Fig. 8 shows the performance in terms of the elapsed time and training time for the proposed DC-PAS. We observe that the elapsed time increases according to the number of terminals as shown in Fig. 8(a). This is because, as the number of terminals increases, the number of output nodes increases linearly, thus resulting in a larger model size and greater complexity. In addition, we further observe that the training time also increases according to the number of samples as shown in Fig. 8(b). This is because a larger number of samples requires a larger amount of data for processing in the training phases.

Fig. 8. Performance analysis (a) elapsed time of the suggested DC-PAS, (b) training time

5. Conclusion

We have proposed a DC-PAS in order to reduce the difficulty of applying a deep-learning-based scheme to a high-user-density nature because of the factorial increase in both input features and output layers.

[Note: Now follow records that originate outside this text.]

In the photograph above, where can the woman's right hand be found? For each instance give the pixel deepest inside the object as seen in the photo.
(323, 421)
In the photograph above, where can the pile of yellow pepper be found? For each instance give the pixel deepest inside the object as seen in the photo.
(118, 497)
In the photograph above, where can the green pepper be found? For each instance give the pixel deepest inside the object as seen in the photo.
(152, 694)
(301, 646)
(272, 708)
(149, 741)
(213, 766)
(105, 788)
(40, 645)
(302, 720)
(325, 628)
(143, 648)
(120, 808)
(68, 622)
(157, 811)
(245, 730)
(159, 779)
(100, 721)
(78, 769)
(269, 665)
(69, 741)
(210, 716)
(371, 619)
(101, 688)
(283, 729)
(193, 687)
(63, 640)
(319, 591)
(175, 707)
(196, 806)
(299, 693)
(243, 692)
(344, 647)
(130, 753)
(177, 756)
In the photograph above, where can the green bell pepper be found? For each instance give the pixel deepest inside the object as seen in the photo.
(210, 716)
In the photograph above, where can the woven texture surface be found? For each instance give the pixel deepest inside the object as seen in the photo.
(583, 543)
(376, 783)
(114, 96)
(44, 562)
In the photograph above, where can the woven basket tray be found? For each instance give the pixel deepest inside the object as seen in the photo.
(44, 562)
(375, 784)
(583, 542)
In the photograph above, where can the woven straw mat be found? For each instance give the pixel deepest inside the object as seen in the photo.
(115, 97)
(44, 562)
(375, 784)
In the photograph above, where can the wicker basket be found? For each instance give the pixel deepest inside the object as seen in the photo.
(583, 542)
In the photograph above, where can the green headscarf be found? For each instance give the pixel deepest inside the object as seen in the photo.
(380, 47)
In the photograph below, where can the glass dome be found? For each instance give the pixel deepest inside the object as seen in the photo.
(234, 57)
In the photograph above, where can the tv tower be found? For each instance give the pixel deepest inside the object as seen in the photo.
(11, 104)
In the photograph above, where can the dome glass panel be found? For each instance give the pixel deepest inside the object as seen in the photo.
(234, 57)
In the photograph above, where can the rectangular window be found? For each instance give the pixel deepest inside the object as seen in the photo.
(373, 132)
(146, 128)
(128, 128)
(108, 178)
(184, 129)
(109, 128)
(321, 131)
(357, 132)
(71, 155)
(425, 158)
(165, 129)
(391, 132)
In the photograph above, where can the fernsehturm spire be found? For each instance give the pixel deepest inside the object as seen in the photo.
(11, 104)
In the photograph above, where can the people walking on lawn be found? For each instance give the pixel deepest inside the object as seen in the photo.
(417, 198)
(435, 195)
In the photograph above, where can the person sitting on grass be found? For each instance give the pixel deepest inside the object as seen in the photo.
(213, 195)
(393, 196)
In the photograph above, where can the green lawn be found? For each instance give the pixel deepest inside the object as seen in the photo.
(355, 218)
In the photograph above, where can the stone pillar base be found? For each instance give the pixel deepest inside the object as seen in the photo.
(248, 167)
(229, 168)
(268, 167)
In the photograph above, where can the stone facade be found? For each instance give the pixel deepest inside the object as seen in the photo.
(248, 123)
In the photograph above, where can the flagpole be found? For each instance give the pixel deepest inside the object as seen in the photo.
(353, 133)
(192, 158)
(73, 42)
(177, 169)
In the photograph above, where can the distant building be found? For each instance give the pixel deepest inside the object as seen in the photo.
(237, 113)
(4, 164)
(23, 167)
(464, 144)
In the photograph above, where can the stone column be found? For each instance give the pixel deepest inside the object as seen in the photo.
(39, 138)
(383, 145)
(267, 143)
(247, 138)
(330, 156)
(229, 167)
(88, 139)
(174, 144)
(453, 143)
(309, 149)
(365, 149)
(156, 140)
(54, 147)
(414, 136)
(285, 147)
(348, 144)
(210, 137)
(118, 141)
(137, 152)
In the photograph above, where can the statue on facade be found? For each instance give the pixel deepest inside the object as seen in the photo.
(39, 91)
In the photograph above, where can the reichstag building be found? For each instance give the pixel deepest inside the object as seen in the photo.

Specifically, the input and labels are considered as the users’ positions in all the cells and the pilot allocations, respectively. The pre-trained optimal pilot allocations with the given users’ positions are provided through a mathematical calculation for a high-user-density as the training data set, and a near-optimal pilot assignment is returned from analyzing the data set. The obtained results demonstrate that our proposed DC-PAS realizes an nearly 98% performance with low complexity and requiring a computing time of only 0.842 ms. In the future, in order to reduce the load changes and change the minimum pilot assignment, the current work can be expanded by utilizing reinforcement learning considering the previous state.